Il Rapporto Svimez 2015 ci restituisce un quadro dell’economia e della società del Sud del nostro Paese indubbiamente molto critico e troppo spesso rimosso dal dibattito pubblico: la persistenza del Pil in dinamica negativa, il malessere diffuso nel mondo produttivo e in particolare nei settori industriali, il progressivo impoverimento del capitale umano, il crollo delle nascite (indicatore inequivocabile di una crisi di fiducia nel futuro).

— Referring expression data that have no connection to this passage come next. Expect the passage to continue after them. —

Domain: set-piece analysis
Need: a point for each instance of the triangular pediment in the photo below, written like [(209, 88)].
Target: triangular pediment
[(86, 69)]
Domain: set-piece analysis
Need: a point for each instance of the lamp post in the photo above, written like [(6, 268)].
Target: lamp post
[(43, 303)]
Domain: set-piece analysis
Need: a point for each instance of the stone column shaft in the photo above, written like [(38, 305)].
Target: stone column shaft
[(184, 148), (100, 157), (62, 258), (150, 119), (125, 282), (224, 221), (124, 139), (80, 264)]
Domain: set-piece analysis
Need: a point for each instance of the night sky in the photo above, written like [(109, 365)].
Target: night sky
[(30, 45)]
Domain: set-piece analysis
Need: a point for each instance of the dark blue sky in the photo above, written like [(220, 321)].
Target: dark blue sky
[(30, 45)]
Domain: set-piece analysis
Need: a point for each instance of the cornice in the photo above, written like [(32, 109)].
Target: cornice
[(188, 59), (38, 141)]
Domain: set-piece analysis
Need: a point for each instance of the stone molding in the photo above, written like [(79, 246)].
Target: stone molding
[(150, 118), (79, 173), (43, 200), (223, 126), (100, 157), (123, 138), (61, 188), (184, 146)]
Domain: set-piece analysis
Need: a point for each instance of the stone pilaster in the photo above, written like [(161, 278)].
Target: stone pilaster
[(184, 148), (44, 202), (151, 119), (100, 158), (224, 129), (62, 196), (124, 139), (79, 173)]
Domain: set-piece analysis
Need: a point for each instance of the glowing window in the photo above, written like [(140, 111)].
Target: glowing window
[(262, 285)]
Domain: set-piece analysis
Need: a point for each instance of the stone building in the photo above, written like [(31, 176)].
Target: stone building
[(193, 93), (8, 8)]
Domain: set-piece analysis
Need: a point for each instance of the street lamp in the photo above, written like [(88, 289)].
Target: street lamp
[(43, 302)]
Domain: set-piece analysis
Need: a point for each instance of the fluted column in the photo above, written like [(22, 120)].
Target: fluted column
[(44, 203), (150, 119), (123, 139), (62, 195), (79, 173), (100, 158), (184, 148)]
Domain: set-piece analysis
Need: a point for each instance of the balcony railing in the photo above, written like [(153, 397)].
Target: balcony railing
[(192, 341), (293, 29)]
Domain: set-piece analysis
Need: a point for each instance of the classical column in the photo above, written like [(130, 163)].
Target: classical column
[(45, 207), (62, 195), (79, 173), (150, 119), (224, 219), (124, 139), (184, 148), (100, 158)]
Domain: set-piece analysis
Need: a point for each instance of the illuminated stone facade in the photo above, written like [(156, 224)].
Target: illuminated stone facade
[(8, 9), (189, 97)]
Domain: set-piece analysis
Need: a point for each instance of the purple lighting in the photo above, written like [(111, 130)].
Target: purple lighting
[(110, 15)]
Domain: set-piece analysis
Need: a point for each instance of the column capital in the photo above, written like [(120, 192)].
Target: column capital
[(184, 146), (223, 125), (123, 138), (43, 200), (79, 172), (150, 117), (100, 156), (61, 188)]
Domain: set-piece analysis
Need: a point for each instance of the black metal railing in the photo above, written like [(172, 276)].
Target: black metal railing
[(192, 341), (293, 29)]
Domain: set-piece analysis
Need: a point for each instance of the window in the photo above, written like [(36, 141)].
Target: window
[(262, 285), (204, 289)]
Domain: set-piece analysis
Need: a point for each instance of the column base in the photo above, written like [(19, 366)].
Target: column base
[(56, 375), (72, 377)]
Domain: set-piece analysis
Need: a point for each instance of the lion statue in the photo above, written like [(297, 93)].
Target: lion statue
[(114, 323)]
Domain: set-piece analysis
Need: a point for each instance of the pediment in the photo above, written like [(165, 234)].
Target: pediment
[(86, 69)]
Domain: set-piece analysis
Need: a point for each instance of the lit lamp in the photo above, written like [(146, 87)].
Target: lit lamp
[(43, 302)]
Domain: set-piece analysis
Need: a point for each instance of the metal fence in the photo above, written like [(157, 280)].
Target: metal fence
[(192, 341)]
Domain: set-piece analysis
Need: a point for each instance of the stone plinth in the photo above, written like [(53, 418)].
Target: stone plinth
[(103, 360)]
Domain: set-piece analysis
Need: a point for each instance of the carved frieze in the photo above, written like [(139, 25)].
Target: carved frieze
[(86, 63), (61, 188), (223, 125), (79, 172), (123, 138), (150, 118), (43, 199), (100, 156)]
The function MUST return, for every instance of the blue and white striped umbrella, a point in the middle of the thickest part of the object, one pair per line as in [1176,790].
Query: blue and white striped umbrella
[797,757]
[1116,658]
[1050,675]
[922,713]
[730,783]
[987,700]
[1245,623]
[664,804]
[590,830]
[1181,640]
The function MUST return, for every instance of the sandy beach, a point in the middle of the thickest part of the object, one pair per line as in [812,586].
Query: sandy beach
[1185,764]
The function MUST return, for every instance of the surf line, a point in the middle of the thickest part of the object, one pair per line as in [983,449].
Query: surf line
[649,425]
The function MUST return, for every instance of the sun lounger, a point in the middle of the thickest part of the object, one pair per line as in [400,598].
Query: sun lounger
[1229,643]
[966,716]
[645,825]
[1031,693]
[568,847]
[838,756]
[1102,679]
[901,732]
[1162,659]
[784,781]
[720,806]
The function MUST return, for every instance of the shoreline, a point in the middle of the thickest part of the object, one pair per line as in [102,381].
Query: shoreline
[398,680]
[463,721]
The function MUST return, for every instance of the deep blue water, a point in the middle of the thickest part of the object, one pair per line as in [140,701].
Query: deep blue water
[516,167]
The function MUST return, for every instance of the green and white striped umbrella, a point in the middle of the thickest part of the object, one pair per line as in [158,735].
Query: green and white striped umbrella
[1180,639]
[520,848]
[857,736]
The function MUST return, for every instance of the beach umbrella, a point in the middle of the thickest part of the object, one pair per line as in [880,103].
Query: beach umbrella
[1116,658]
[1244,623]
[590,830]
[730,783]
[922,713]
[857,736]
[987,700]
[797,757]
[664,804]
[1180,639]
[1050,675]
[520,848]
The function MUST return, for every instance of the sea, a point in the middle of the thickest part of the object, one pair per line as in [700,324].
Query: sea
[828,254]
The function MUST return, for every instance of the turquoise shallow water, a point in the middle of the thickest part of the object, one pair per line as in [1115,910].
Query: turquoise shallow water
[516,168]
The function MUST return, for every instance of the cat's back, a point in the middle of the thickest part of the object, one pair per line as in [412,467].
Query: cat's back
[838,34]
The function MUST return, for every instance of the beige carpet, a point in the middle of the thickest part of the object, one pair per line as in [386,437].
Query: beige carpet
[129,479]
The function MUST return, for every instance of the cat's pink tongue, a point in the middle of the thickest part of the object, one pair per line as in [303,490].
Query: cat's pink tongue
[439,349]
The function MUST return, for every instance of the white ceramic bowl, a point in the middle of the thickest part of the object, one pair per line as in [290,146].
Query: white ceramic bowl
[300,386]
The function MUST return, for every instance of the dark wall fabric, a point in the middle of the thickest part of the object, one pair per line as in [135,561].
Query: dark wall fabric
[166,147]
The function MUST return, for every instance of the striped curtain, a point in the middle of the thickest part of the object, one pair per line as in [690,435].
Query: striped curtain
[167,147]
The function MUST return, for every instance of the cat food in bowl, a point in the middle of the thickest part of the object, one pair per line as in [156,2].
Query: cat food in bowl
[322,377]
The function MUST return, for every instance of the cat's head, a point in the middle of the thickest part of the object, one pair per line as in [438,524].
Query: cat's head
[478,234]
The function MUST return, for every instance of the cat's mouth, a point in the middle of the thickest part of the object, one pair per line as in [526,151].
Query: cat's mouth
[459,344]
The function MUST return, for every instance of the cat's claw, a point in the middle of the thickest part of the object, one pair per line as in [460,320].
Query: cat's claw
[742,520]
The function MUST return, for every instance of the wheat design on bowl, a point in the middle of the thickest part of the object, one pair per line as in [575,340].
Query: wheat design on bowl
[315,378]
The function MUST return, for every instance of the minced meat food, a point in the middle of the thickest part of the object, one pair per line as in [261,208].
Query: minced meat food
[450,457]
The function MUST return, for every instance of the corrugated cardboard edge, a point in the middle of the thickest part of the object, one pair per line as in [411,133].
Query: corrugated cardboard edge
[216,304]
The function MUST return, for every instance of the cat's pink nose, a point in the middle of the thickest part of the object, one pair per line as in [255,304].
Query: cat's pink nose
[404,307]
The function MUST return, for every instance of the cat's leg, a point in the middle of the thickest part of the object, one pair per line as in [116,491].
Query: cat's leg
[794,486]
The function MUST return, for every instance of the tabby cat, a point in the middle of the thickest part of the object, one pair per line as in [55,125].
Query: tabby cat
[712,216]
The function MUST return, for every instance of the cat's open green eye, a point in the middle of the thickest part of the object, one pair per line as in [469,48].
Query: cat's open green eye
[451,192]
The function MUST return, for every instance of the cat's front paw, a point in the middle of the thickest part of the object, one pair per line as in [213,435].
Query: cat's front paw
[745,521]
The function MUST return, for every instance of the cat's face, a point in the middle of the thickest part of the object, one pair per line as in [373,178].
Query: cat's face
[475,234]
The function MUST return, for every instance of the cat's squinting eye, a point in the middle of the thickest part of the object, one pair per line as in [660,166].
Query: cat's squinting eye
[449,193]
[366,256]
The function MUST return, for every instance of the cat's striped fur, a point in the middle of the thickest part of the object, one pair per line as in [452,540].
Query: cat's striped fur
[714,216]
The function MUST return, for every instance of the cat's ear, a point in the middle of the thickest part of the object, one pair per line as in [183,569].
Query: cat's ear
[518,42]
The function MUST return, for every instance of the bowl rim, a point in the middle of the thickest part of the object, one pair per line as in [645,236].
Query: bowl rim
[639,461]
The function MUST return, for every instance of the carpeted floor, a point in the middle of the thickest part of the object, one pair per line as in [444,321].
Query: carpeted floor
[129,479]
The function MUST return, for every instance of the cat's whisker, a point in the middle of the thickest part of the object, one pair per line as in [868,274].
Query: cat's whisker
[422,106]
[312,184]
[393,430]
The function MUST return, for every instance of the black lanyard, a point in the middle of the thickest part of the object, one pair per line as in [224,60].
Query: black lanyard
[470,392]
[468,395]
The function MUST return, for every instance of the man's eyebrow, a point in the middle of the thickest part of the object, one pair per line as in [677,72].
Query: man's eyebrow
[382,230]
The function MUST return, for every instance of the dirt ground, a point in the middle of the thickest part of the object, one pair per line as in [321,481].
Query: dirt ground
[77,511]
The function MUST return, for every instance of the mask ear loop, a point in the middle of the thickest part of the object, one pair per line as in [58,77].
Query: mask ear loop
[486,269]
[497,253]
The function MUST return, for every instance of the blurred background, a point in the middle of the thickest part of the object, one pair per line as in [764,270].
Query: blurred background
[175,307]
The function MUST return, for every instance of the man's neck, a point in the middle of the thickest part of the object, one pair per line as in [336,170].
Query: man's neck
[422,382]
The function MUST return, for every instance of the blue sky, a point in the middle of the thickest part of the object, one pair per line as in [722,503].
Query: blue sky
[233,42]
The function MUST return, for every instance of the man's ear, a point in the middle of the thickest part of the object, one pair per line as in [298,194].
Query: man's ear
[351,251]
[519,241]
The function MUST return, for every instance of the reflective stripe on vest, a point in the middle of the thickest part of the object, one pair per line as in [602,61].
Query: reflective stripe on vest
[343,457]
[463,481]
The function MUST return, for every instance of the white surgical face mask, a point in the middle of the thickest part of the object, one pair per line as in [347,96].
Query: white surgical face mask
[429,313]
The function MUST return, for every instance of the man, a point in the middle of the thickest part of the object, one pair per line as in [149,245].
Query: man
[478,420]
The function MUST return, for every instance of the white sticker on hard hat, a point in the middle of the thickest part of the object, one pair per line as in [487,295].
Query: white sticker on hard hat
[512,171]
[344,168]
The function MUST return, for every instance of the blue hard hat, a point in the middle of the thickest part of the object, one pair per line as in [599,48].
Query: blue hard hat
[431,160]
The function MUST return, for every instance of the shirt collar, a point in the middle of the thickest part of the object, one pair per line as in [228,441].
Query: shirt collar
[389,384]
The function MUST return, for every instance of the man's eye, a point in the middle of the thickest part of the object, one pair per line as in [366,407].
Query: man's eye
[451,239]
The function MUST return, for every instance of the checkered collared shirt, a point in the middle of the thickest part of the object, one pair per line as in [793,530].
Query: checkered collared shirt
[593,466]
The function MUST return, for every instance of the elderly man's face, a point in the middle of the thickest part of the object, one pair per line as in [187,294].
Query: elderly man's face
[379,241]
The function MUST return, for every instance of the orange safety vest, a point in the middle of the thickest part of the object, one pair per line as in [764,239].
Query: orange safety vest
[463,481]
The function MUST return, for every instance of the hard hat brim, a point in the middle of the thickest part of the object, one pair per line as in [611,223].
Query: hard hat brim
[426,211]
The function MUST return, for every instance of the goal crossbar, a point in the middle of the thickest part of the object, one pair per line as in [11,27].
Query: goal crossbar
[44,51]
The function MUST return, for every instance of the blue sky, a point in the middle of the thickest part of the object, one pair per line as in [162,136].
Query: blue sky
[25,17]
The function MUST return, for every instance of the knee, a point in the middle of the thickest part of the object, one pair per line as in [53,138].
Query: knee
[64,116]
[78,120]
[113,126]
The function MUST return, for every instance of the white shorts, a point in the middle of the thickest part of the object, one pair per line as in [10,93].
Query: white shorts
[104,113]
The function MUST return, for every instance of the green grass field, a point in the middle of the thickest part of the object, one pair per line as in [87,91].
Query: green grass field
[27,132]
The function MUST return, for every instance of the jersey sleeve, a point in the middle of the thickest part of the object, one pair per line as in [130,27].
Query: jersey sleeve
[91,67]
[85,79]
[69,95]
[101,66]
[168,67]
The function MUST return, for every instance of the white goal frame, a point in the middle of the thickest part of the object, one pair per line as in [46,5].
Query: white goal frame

Le motivazioni per le quali il Mezzogiorno versa ancora in queste condizioni sono molteplici: un deficit di classe dirigente sempre più grave, la mancanza di sostegno all’innovazione per il sistema delle piccole imprese, una carente trasmissione di cultura imprenditoriale e manageriale, l’illegalità ancora non sconfitta.
A questo quadro già preoccupante potremmo aggiungere, del resto, molti altri indicatori che fanno riflettere: ad esempio i dati contenuti in un recente studio di Unioncamere e Symbola (“Io sono cultura”) che ci spiegano come il sistema produttivo culturale nel Mezzogiorno riesca ad attivare solo il 30,1% della spesa turistica, mentre in molte regioni del Centro-nord questo rapporto si colloca intorno al 50%.
Se proviamo a osservare queste cifre da un’altra prospettiva però, non possiamo non vedere le enormi potenzialità inespresse.
Prendiamo il caso della scarsa capacità di accesso ai mercati esteri: anche se nell’industria manifatturiera le imprese esportatrici meridionali sono meno di 10mila unità, ve ne sarebbero altre 16mila aziende potenzialmente esportatrici che, cioè, pur avendo caratteristiche e performance similari alle aziende che accedono ai mercati esteri, non riescono ad uscire dai confini nazionali per via di problemi esogeni o infrastrutturali. Queste aziende, opportunamente aiutate e soprattutto accompagnate attraverso servizi specifici, potrebbero riattivare un percorso di crescita ed integrazione internazionale dell’economia.
Del resto, le imprese meridionali evidenziano potenzialità tutt’altro che negative anche dal punto di vista dell’innovazione (peraltro spesso “green oriented”). Quasi la metà delle imprese innova (45,1%; 51,9% in Italia) e oltre una su quattro (27,3%; 35,5% in Italia) ha apportato innovazioni di prodotto o di processo. Tuttavia, solo il 2,7% delle aziende con almeno 10 addetti ha attivato accordi di cooperazione per le attività di innovazione (media nazionale 12,5%), il che evidenzia la necessità di mettere in rete un sistema produttivo che, preso nelle sue singolarità, offre un quadro migliore dei risultati complessivi messi in luce dal Mezzogiorno.
Ecco la sfida: puntare nuovamente sul capitale umano, organizzare un collegamento stabile tra formazione e lavoro, mettere in rete le migliori energie imprenditoriali, le eccellenze della ricerca pubblica, i poli universitari più dinamici.
E, con urgenza, far convergere sistematicamente il massimo degli sforzi sui temi della digitalizzazione: secondo le indagini delle Camere di commercio anche le Pmi del Sud aperte al digitale assumono in una proporzione doppia rispetto a quelle che non lo fanno.
Una prospettiva positiva , del resto, va colta nella ancora viva voglia di fare impresa nel Sud: nel solo secondo trimestre del 2015, il tessuto imprenditoriale delle regioni meridionali ha visto l’aumento di 13.374 unità (il 35% dell’aumento complessivo nazionale, pari a +37.980 imprese).